とりあえず、昨日拾ってきた珪石を粘土で穴を埋めながら積んでいく。
今日は壊れる前提の窯なので熱で溶けてしまう粘土でも大丈夫だろうという事で、鈴さんの指示に従いながら、崩れないように石を組みながら間を粘土で埋めていく。
眷属達には珪石を細かく砕かせて珪砂にする作業や、木炭を細かくする作業をさせる。
木炭はレオとココが暇な時に作ってくれているらしくかなり在庫もあるようだ。
「やっぱり石灰石が欲しいわね。貝ばかりに頼っていると絶対的に量が足りないわ」
鈴さんが窯を組みながらそうぼやく。
「石灰ってそんなに使う?」
俺は気になって鈴さんに聞いてみる。
「あればあるだけ使い道あるのよね。石鹸づくりや今回のガラスづくりにも必要だし、アルカリの原料にもなるし、セメントの材料にもなるのよ。たくさんあるなら、今回みたいに粘土で固めるんじゃなくて、珪砂と石灰を混ぜて耐熱性のシリカセメントとか作って窯作っちゃうんだけどね」
鈴さんがそう答えてくれつつ、ため息を吐く。
「山の反対斜面になりますが、石灰石のとれる場所があります」
秘書子さんがしれっと教えてくれる。
ただし、取りに行くのは珪石以上に大変そうだ。
俺はマップにマークしてもらったその位置を見てそう思った。
「この間、一角と麗美さんが探検にいった南東の島に続く白い橋のもっと先の方ね」
鈴さんもマップを確認してそう言う。
「落ち着いたら石灰石を取りに行くのもいいかもしれないね。毎回貝拾いじゃ確かに大変かもしれないし」
俺はそう答える。
「そうなると、やっぱり西の川には橋が欲しいわね。もしくは大きなカヌーを作って海を使って石灰石を運ぶかかな」
鈴さんが色々考え出す。
「南東の島の前に作る予定の臨時拠点? 石灰石の事を考えるとこれから使う頻度増えるかもしれないね」
俺はそう答え、窯作りを続ける。
窯作りをしながらの雑談だったか、これからやる事がさらに増えた気がする。
そんな感じで窯作りをし、残った時間で、珪石を砕いて砂にしたり、木炭を砕いたりする作業を眷属達と一緒にする。

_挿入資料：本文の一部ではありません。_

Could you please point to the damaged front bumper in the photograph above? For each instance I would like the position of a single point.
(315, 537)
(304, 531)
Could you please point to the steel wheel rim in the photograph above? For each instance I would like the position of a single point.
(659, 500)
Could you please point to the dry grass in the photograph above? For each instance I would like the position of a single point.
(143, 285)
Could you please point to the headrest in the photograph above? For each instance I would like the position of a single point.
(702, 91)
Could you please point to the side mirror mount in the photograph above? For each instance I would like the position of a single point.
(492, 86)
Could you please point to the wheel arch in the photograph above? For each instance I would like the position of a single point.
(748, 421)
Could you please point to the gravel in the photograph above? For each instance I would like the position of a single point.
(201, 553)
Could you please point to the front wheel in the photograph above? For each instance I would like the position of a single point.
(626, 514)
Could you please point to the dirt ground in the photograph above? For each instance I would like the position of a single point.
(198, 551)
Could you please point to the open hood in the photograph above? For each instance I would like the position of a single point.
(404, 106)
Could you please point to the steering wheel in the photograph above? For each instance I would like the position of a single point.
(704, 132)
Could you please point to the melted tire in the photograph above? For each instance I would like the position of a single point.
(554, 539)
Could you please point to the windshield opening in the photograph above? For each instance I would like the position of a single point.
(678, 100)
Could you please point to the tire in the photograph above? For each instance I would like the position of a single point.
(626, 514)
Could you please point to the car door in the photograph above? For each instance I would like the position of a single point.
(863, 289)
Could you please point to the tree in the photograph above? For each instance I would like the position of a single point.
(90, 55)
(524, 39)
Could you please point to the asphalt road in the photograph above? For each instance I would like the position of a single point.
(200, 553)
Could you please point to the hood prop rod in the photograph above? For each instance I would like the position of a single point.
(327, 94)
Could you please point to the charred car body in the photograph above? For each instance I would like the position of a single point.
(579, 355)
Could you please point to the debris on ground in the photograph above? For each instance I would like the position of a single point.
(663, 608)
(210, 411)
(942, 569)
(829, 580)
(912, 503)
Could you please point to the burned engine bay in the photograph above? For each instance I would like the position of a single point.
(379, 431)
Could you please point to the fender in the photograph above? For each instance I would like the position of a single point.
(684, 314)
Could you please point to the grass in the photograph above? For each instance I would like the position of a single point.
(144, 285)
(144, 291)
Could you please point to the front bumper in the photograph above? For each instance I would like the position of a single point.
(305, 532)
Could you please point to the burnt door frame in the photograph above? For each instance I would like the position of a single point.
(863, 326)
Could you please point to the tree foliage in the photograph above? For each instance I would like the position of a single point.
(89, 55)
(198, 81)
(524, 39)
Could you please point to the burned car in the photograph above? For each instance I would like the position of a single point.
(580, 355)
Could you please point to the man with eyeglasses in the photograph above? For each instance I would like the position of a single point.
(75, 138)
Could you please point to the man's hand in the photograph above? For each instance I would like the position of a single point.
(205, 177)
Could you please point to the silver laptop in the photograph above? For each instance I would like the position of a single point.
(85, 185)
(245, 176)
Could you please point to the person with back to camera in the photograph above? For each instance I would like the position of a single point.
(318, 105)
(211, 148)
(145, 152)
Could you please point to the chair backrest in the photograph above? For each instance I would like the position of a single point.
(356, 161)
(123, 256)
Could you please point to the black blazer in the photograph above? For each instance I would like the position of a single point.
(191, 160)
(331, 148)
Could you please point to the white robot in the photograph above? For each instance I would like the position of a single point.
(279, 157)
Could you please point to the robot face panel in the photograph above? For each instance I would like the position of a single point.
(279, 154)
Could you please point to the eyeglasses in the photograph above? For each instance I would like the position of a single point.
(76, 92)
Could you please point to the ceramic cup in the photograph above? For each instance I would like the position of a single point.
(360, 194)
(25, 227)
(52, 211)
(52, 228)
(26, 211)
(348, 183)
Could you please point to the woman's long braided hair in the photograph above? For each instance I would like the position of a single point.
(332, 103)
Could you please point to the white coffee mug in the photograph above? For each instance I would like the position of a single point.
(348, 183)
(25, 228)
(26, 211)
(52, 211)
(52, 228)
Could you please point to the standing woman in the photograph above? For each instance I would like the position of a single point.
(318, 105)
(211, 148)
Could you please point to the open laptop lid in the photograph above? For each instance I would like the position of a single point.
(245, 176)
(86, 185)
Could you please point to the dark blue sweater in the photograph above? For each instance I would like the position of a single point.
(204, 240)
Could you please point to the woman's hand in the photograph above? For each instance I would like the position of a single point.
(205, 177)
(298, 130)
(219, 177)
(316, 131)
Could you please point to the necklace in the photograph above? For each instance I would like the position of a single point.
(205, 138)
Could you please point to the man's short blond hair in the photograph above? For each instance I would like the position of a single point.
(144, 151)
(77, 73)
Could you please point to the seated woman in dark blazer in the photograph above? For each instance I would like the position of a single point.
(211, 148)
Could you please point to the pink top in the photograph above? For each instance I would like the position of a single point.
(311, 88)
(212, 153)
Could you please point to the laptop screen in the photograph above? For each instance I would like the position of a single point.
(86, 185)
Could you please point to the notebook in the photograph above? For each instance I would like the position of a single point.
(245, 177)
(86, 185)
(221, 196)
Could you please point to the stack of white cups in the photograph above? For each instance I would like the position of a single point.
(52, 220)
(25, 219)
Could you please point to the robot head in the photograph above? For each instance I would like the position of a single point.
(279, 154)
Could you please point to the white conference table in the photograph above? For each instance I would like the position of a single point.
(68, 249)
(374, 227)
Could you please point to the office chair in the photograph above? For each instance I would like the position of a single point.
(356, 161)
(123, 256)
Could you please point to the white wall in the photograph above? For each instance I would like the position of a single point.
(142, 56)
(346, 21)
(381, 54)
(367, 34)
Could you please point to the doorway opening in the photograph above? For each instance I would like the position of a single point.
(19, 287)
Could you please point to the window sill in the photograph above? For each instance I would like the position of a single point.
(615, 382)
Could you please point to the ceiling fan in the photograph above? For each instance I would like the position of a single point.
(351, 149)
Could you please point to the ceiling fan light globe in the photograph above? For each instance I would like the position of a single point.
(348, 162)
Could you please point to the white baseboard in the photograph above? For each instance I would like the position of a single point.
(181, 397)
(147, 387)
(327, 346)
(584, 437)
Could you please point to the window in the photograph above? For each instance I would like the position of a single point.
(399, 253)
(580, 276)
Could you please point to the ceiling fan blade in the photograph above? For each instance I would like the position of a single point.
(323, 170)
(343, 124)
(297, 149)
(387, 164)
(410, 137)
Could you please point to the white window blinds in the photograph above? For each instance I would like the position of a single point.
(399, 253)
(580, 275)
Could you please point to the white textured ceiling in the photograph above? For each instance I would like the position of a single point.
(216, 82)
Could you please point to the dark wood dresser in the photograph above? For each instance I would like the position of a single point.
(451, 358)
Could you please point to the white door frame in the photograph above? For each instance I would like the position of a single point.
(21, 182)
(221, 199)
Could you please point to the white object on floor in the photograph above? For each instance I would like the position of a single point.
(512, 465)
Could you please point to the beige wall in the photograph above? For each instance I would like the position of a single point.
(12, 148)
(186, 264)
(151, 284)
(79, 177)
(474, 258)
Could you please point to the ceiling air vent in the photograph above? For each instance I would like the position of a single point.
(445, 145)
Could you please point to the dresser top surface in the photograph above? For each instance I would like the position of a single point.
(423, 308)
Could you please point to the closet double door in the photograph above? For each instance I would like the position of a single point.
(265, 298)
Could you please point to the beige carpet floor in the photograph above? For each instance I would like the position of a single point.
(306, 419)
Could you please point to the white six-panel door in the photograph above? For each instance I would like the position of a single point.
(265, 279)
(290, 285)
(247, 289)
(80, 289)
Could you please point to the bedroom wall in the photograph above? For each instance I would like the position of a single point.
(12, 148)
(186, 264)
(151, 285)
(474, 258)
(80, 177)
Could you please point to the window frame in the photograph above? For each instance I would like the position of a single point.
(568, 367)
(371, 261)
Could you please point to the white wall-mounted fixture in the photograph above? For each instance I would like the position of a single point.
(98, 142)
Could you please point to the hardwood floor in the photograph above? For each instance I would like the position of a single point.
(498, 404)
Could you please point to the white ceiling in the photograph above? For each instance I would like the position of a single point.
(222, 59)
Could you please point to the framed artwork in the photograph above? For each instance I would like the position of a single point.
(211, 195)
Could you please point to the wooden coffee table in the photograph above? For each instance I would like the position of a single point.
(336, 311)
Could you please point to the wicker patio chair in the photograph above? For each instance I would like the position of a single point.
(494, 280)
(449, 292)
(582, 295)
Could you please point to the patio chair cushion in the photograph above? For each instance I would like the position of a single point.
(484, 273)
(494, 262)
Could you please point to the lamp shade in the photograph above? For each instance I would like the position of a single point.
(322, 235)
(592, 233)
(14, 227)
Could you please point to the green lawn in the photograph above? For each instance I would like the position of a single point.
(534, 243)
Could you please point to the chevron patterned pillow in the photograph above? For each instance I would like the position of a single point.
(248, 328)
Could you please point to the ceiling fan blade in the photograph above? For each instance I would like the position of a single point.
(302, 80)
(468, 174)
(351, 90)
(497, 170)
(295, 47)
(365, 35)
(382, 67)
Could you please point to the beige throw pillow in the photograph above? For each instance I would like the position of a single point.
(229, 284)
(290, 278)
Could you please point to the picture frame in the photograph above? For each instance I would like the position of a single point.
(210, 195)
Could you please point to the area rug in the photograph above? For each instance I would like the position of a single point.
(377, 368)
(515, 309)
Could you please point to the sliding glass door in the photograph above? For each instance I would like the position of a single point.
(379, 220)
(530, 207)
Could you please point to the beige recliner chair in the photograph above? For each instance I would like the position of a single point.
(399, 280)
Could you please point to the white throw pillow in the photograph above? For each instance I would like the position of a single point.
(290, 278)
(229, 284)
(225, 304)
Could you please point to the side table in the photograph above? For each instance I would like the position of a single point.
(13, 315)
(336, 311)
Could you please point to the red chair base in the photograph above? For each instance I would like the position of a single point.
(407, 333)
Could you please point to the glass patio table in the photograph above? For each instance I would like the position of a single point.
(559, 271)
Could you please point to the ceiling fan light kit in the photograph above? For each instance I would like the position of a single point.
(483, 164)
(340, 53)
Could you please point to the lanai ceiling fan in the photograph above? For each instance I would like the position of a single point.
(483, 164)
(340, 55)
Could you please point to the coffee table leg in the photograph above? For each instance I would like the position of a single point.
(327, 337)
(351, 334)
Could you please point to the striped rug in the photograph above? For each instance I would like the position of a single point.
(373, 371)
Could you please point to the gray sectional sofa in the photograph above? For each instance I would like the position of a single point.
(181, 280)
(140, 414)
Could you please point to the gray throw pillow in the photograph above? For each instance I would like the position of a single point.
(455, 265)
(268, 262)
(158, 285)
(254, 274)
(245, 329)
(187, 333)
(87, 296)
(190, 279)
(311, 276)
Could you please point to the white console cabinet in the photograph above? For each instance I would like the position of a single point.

「眷属がいて、本当に助かるよ。鍛冶の手伝いも助かっているし、木炭とか粘土とか消耗品も補充してくれるし」
鈴さんがそう言って眷属達を褒める。
「そろそろ、私も眷属を召喚しようかな? 一角や麗美さんの変幻自在の武器に眷属召喚の枠余っているみたいだし」
鈴さんが作業をしながらぼそっとつぶやく。
「そんなに人手が足りてないの?」
俺は鈴さんのつぶやきが気になって聞いてみる。
「足りていないわけじゃないんだけど、もう1人眷属がいれば、木材加工を任せられるかなって。私の眷属を召喚して、暇な時には丸太を切って木材、平らな板を量産してもらおうかなって。細かい作業は苦手みたいだけど、単純な作業は得意だし、好きみたいだしね」
鈴さんが俺にそう答えてくれる。
そして、眷属達も新しい仕事に興味津々のようで、俺達の会話を聞いている。
「アオやトラにやってもらってもいいんだけど、2人には鍛冶の手伝いをして欲しいし、レオは木炭を焼いてくれたり、塩作りや熊の油作り、薪とかも集めてくれたりやる事いっぱいだからさ」
鈴さんが眷属達に申し訳なさそうにそう言う。
確かに、眷属それぞれやる事いっぱいだし、手が空けば琉生の農作業を手伝うなど、その労働力は引っ張りだこの状態だ。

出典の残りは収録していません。